More than 100 projects are set to strengthen Australian rural communities with 96 communities sharing in $1,112,492 in grants, through the Foundation for Rural & Regional Renewal’s (FRRR) Strengthening Rural Communities (SRC) program.
The successful communities, which range across Australia from remote Kintore in the Northern Territory, to Jundah in Queensland and Leonora in Western Australia, will use the grants of up to $25,000 each for a broad range of inspiring projects.
Led by local people, these initiatives vary from encouraging young people from Arnhem Land communities to connect with culture and make healthy lifestyle choices by getting them involved in creating edible garden plots, to helping the community of South Arm continue its recovery following the Black Summer bushfires by purchasing amenities and safety equipment to prepare the local hall for future disaster events.
The aforementioned projects are among the 34 grants going to Australian rural communities with the unique challenge of overcoming the impacts of the 2019-20 Black Summer bushfires. Supported through a special stream of funding, these regions will share in $589,945 in grants for projects designed to help seed and strengthen their recovery.
Sarah Matthee, FRRR’s Acting CEO, said that communities have found diverse ways to build up their resilience and support one another.

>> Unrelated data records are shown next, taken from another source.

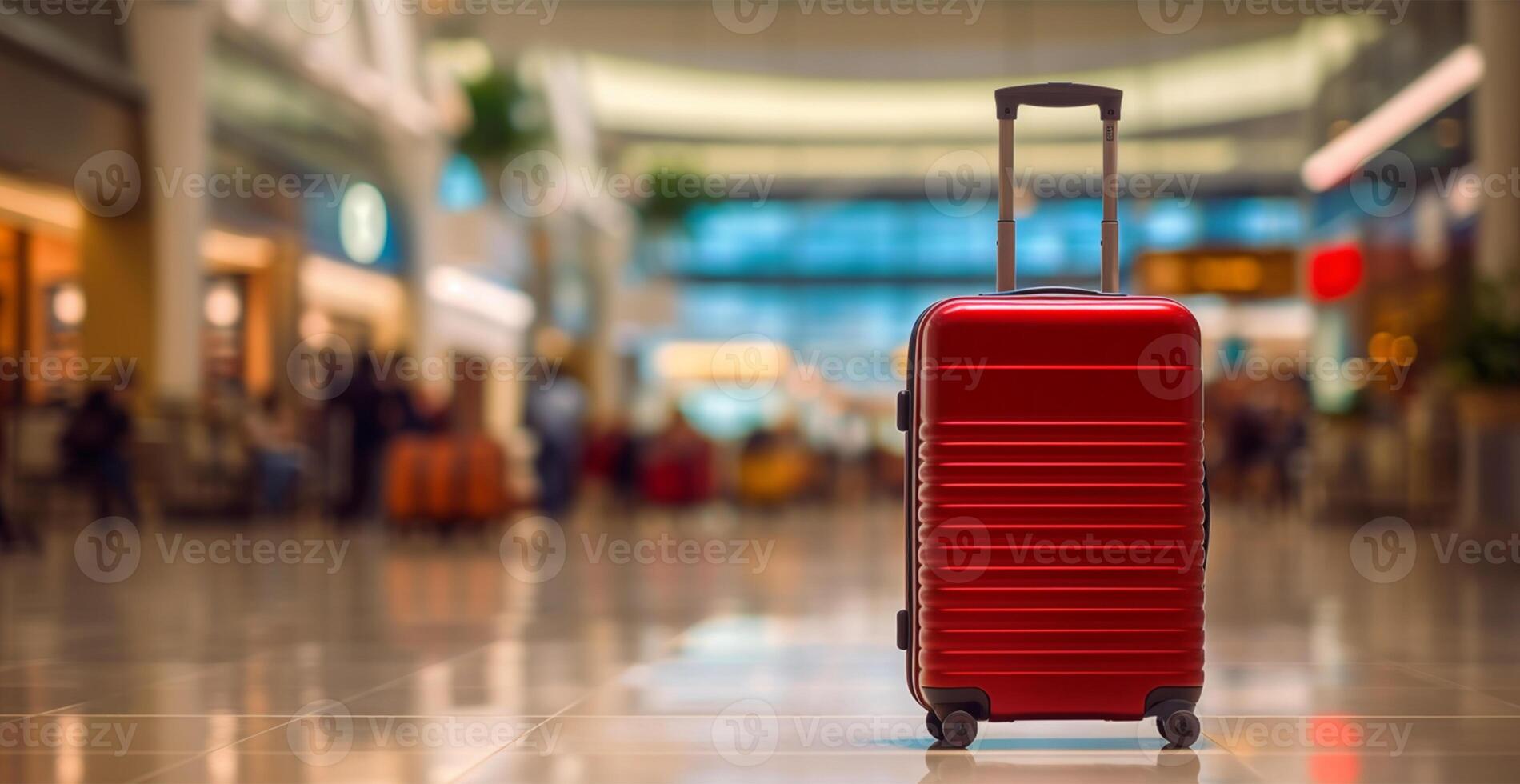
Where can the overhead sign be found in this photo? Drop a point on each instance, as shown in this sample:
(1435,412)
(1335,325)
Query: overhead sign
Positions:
(1233,272)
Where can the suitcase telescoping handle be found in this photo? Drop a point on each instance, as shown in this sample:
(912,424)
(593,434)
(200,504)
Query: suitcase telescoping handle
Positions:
(1107,101)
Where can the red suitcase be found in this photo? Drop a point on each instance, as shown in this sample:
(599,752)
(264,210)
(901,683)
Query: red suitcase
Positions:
(1057,503)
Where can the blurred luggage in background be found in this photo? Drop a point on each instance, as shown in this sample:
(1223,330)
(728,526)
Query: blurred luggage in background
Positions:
(442,481)
(774,468)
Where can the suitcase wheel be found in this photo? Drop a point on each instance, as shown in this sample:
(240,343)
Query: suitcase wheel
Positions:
(1180,730)
(958,730)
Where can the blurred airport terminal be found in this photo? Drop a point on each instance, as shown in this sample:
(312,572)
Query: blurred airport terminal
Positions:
(525,373)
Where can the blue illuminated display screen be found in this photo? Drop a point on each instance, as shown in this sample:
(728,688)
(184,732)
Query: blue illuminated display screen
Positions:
(911,239)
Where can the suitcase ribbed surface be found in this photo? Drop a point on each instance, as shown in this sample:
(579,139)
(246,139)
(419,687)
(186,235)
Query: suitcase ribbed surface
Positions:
(1058,506)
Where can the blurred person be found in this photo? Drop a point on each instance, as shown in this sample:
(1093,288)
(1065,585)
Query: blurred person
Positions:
(611,456)
(554,417)
(1290,441)
(677,468)
(361,409)
(271,432)
(94,446)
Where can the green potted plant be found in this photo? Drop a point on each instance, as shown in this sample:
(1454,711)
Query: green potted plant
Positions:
(1486,368)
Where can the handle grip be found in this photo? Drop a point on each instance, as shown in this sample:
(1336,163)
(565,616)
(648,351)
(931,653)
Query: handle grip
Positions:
(1058,94)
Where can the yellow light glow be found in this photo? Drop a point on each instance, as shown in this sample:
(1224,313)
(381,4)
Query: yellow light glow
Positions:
(45,207)
(1231,84)
(236,250)
(1403,350)
(912,162)
(1381,346)
(704,362)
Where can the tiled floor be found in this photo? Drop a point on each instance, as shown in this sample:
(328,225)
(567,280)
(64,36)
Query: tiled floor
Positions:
(762,650)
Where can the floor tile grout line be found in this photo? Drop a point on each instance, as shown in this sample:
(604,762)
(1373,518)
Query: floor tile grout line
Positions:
(292,719)
(207,753)
(162,681)
(660,652)
(1422,674)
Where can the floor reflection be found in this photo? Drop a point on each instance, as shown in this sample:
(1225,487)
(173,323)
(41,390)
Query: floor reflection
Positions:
(427,660)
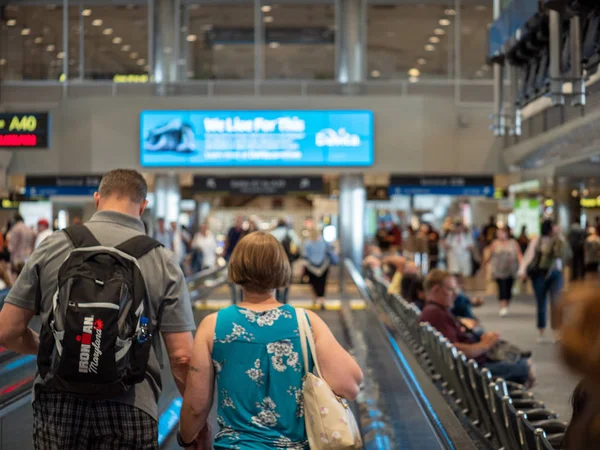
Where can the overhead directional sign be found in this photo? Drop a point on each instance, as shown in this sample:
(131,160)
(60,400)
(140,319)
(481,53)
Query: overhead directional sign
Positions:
(48,186)
(24,130)
(476,186)
(258,185)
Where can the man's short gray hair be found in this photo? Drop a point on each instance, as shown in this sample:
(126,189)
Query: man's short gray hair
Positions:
(124,183)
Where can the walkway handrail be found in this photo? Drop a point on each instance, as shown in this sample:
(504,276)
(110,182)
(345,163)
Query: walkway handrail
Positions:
(449,429)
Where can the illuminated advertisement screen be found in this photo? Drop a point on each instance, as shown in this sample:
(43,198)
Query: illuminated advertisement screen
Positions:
(24,130)
(256,138)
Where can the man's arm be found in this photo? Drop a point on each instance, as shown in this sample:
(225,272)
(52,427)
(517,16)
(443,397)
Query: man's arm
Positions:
(15,334)
(199,393)
(179,349)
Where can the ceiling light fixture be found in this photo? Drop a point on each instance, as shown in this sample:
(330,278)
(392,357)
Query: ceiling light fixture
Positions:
(414,72)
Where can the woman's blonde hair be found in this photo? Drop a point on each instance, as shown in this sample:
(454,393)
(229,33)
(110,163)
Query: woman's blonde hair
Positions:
(259,264)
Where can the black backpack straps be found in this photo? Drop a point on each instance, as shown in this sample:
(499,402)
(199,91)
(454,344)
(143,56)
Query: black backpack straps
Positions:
(138,246)
(81,236)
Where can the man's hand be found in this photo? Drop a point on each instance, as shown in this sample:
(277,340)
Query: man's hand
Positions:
(204,439)
(489,339)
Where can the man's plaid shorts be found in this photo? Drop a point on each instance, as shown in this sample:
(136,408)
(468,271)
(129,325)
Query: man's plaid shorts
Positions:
(65,422)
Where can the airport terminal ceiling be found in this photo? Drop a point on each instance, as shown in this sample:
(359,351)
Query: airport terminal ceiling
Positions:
(217,39)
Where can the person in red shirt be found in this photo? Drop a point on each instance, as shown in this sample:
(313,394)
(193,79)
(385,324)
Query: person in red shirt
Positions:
(440,291)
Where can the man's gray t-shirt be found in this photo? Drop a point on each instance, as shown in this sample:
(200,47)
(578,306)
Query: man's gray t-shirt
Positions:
(36,286)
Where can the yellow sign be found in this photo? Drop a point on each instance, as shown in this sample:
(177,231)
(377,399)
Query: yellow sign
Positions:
(131,78)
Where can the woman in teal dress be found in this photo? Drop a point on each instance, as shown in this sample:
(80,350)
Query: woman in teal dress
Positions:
(250,354)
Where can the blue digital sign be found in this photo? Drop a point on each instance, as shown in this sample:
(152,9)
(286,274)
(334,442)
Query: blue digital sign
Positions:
(256,138)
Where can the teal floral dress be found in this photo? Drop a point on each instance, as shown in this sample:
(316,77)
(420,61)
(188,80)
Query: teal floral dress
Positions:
(259,369)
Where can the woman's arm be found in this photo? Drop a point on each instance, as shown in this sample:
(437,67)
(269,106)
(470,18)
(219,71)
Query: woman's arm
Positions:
(338,368)
(199,388)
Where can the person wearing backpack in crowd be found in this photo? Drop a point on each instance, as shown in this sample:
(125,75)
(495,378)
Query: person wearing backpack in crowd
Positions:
(104,292)
(291,243)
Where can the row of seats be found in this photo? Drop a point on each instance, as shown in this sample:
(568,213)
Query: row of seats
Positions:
(501,413)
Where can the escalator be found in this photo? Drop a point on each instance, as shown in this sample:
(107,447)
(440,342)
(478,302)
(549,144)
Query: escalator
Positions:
(398,407)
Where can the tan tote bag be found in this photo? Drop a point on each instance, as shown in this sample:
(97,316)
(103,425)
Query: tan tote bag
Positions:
(330,424)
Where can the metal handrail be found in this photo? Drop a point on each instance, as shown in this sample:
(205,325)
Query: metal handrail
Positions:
(445,423)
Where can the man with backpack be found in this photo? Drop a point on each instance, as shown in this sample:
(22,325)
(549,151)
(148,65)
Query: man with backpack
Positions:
(291,243)
(104,292)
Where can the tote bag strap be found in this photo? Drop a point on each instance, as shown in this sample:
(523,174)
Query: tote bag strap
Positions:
(307,336)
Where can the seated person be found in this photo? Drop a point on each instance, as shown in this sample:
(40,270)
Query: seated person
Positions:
(416,294)
(440,292)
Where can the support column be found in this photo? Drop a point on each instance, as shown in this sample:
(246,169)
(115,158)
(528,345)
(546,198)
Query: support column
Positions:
(351,28)
(499,126)
(578,98)
(556,81)
(165,16)
(352,217)
(167,195)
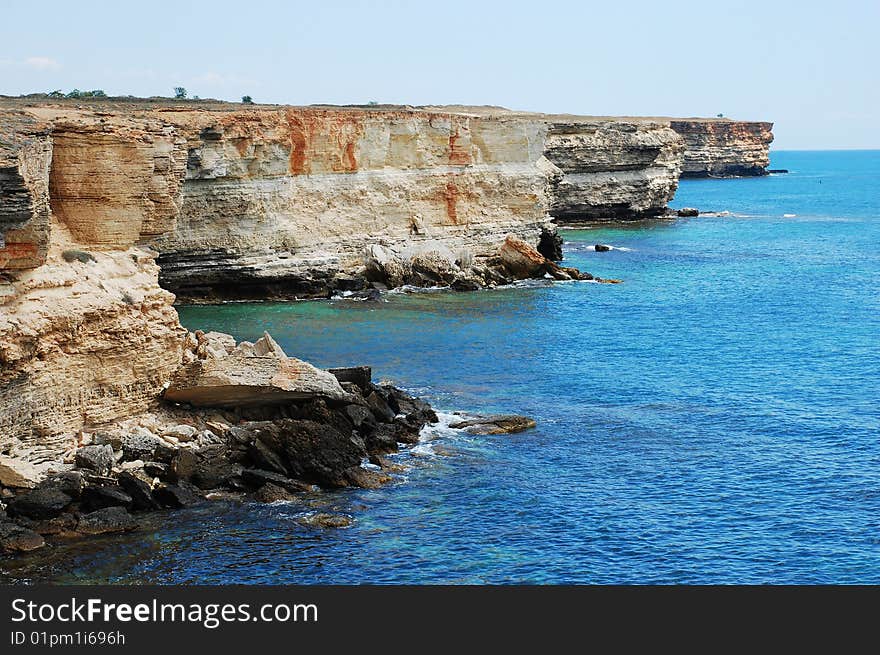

“Communities have also shown us how much they value the vital contributions made by volunteers. We have funded several projects that support and recognise these people, and help tackle the fatigue they feel, especially in light of this year’s challenges,” Matthee said.
“For bushfire-affected communities, COVID-19 has not lessened their determination to keep on recovering, despite the pandemic resulting in gatherings and events, which would have helped people connect and rebuild, being postponed or cancelled. Local leaders have put forward great ideas that are sure to help lift community spirits,” she said.
Some of the projects that will be funded by this latest round of grants include the Pomona Youth Resilience and Well-being Project in Pomona & District Community House Inc, QLD. The project aims to increase access, support and resources for local youth in Pomona by delivering a facilitated, structured community-based youth program.
Meanwhile, The Backyard by Kingscote Farmers and Artisans Market will increase access to local produce and the social and economic recovery of Kangaroo Island by employing a part-time project manager to help reopen the Kingscote Farmers & Artisan Market and develop a pop-up activity space.
The next round of SRC grants will be announced March 2021. The current round is accepting applications until 23 February 2021.